The land the subject of the appeal is located at 65 Grove Crescent, Toowong. The land is improved by a substantial residence known as Goldicott House (Goldicott House) and a small weatherboard building which is referred to as the "music room" (Music Room).
On 15 February 2018, the registered landowner (Landowner) lodged a development application with the Council for a development permit for building work to demolish the Music Room, a development permit for a material change of use to use the Goldicott House as a dwelling house, and a development permit to reconfigure a lot to create two separate lots.
The Council refused the application and the Landowner subsequently appealed the decision.
In the course of the proceeding, the Court made an order which limited the issues in the appeal to the Council's reasons for refusal together with the additional issues identified by the co-respondents. Relevantly, the Council's reasons for refusal did not expressly make reference to the Music Room at the time the order was made.
Following the delivery of the Historian and Heritage Joint Expert Reports (Joint Expert Reports), it was discovered that the Joint Expert Reports identified new and significant information about the Music Room in that, amongst other things, the Music Room demonstrated a rare, uncommon or endangered aspect of Queensland's cultural heritage.
The Council subsequently sought to broaden the issues to argue that the demolition of the Music Room would offend the relevant provisions within the Council's reasons for refusal and that the proposed development failed to conserve and protect, and would damage or diminish the cultural heritage significance of the heritage place contrary to the provisions of the strategic framework of the Council's Planning Scheme.
Application to broaden issues in dispute
The Council applied to the Court for orders to broaden the issues in dispute. The Council submitted that rule 20(5) of the Planning and Environment Court Rules 2018 permitted the Court to make an order identifying the issues in dispute.
The Council further submitted that the additional issue which the Council sought to ventilate in the appeal raised matters of public importance and interest. This was on the basis that the number of submissions made during the public notification period and the number of co-respondents by election was indicative of the public importance of the issue. The Council also contended that the Department of State Development, Manufacturing, Infrastructure and Planning did not have the benefit of considering the new and significant information regarding the Music Room, and that it was required to provide its position on the new information in its capacity as a referral agency for the development application.
The Court agreed with the Council and found that the issues in dispute should be enlarged to the extent that they included the additional ground relating to the demolition of the Music Room as an issue in dispute.
To make its finding, the Court relied on the affidavit filed on behalf of the Council to consider the context in which the application was made and why it had been made at a late stage. The Court noted that the affidavit deposed that the appeal would proceed on the basis of the defined issues under the earlier order of the Court, as well as the issues elaborated on by the experts. However, the Court held that this was a misunderstanding of the role and effect of a joint expert report and that joint expert reports do not serve automatically to either confine or extend the issues in an appeal.
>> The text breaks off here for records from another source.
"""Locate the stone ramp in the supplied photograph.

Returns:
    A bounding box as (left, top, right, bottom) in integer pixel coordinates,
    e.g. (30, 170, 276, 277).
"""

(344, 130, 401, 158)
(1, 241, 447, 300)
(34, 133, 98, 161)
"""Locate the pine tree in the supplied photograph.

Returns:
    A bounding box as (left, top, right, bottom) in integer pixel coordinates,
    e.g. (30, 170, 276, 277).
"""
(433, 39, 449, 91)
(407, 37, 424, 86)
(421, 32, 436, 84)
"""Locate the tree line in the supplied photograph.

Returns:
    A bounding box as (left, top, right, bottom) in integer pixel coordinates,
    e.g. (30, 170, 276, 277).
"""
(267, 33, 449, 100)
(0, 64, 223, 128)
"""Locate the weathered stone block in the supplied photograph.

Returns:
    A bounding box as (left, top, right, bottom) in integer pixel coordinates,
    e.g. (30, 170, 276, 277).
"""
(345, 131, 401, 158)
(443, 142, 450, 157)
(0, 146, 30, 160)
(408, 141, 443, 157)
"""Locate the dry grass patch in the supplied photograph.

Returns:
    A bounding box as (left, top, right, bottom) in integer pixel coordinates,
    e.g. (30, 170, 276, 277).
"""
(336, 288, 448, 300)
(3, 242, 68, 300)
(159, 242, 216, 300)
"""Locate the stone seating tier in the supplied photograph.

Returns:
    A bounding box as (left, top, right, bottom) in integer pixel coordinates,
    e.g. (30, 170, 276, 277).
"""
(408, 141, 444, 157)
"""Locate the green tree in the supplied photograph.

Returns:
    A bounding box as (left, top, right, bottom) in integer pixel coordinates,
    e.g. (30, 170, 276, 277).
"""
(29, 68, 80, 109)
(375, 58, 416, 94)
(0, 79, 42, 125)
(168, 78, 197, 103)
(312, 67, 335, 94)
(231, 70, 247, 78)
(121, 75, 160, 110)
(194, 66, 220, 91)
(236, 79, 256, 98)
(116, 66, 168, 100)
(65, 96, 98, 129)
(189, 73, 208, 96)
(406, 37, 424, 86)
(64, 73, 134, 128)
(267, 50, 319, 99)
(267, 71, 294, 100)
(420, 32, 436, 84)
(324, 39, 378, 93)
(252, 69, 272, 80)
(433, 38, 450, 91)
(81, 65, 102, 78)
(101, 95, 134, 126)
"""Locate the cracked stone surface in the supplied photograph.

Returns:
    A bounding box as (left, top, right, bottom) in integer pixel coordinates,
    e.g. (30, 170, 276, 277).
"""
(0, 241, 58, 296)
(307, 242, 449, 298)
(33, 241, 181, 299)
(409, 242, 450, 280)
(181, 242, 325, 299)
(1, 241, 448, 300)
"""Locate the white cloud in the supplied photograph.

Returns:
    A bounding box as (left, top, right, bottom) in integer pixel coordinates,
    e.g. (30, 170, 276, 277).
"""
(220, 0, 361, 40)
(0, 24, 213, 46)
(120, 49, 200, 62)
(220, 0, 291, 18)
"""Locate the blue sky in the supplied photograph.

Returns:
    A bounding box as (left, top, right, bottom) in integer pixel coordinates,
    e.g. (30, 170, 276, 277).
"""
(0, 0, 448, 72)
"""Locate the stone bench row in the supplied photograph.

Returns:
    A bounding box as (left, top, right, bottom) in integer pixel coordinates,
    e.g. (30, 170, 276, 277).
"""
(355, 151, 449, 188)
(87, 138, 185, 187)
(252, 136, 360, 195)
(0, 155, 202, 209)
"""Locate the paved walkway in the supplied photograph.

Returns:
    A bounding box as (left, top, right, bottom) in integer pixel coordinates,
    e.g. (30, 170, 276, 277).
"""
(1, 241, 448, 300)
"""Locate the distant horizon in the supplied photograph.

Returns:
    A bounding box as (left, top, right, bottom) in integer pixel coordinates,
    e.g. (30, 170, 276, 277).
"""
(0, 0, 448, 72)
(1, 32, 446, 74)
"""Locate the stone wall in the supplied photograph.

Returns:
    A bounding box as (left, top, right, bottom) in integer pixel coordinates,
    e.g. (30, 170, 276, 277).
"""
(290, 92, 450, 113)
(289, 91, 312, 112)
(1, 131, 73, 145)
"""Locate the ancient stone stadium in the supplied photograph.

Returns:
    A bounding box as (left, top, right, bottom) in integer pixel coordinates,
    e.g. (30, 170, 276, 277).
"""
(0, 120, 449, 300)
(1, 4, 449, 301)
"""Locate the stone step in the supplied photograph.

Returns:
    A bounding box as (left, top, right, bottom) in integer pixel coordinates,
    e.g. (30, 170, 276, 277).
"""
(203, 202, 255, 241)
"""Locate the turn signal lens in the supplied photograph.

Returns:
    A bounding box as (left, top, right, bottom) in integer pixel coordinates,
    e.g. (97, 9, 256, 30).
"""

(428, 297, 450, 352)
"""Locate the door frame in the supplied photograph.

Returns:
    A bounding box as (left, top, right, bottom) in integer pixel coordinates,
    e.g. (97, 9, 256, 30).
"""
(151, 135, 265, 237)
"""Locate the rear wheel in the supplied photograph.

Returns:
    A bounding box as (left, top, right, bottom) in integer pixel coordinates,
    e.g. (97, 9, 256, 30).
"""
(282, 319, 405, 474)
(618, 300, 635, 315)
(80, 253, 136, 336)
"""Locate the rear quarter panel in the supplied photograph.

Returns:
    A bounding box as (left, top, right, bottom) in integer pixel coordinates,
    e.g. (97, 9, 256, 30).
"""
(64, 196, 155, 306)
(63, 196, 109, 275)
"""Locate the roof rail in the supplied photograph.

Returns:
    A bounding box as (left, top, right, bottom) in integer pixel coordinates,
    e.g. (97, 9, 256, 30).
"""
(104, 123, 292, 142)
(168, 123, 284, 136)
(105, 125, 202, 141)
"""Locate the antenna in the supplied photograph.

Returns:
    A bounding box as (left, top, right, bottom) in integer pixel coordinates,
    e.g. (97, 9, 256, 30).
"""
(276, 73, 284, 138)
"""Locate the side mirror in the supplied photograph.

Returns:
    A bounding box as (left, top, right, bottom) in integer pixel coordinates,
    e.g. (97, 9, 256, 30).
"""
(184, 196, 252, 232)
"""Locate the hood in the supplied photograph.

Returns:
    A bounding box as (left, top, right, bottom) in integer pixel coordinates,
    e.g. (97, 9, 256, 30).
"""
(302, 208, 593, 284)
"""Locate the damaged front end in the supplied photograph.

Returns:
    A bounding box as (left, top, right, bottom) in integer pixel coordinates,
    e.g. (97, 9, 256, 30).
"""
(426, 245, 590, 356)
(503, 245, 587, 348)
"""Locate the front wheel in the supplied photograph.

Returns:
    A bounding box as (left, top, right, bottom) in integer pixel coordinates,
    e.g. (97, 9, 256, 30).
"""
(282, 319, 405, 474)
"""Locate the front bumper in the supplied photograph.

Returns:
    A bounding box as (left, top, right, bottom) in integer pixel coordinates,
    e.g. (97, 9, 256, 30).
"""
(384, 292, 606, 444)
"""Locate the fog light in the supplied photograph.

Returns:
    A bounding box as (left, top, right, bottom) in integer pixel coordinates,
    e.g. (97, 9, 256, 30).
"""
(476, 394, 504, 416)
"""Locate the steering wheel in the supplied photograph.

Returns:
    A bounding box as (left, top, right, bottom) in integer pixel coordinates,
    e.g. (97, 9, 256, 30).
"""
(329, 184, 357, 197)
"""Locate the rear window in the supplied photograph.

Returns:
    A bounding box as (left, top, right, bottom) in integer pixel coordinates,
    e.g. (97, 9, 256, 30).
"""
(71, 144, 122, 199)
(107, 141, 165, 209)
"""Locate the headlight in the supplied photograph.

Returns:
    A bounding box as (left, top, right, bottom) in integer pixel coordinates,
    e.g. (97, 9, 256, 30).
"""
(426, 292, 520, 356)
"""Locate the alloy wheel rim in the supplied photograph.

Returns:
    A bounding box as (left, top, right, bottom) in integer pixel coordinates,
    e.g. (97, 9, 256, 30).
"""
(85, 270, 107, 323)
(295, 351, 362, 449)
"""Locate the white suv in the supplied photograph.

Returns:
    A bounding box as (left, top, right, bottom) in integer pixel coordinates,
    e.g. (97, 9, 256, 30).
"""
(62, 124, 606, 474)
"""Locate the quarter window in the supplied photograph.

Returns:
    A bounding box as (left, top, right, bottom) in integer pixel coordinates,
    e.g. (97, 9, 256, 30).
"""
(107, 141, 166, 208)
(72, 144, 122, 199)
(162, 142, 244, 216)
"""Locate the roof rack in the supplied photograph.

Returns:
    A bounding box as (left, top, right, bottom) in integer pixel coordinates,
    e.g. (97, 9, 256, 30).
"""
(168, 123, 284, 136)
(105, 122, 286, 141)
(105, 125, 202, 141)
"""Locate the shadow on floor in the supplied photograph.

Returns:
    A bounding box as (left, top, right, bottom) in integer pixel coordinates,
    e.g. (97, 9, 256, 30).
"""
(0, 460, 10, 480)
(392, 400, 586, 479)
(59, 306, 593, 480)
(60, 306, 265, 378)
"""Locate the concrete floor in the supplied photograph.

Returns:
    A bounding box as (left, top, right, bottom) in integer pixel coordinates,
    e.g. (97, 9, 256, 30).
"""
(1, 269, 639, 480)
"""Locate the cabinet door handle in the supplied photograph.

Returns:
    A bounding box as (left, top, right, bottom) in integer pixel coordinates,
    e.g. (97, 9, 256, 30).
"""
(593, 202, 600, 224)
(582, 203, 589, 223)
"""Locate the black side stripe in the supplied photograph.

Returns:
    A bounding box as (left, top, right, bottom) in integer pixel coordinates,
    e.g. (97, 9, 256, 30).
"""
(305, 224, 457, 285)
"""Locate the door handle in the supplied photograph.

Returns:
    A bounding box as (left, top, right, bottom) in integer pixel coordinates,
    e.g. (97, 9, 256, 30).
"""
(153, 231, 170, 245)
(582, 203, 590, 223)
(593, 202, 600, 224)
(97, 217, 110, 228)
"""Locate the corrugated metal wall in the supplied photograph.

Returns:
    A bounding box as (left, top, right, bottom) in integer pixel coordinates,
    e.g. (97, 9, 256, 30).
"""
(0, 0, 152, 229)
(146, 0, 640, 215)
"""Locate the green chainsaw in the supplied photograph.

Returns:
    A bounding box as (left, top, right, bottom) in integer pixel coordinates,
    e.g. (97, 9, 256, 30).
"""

The Court noted that the application served as an illustration of the difficulties which can be encountered when experts participating in joint reports go beyond the issues as defined. The Court found that if a situation were to arise where a joint expert report goes beyond the issues in dispute, the solicitors for the parties should act promptly to either raise their objections to the reports or to change the issues so as to accommodate the further matters raised by the experts.
Despite the finding, the Court held that the subject matter of the application concerned the proposed demolition of the Music Room, which was a matter of heritage significance. As such, the Court found that it was an issue which related to matters of public interest and the interests of justice were best served by allowing the issues to be enlarged.
The Court held that the application should be allowed in the interest of justice.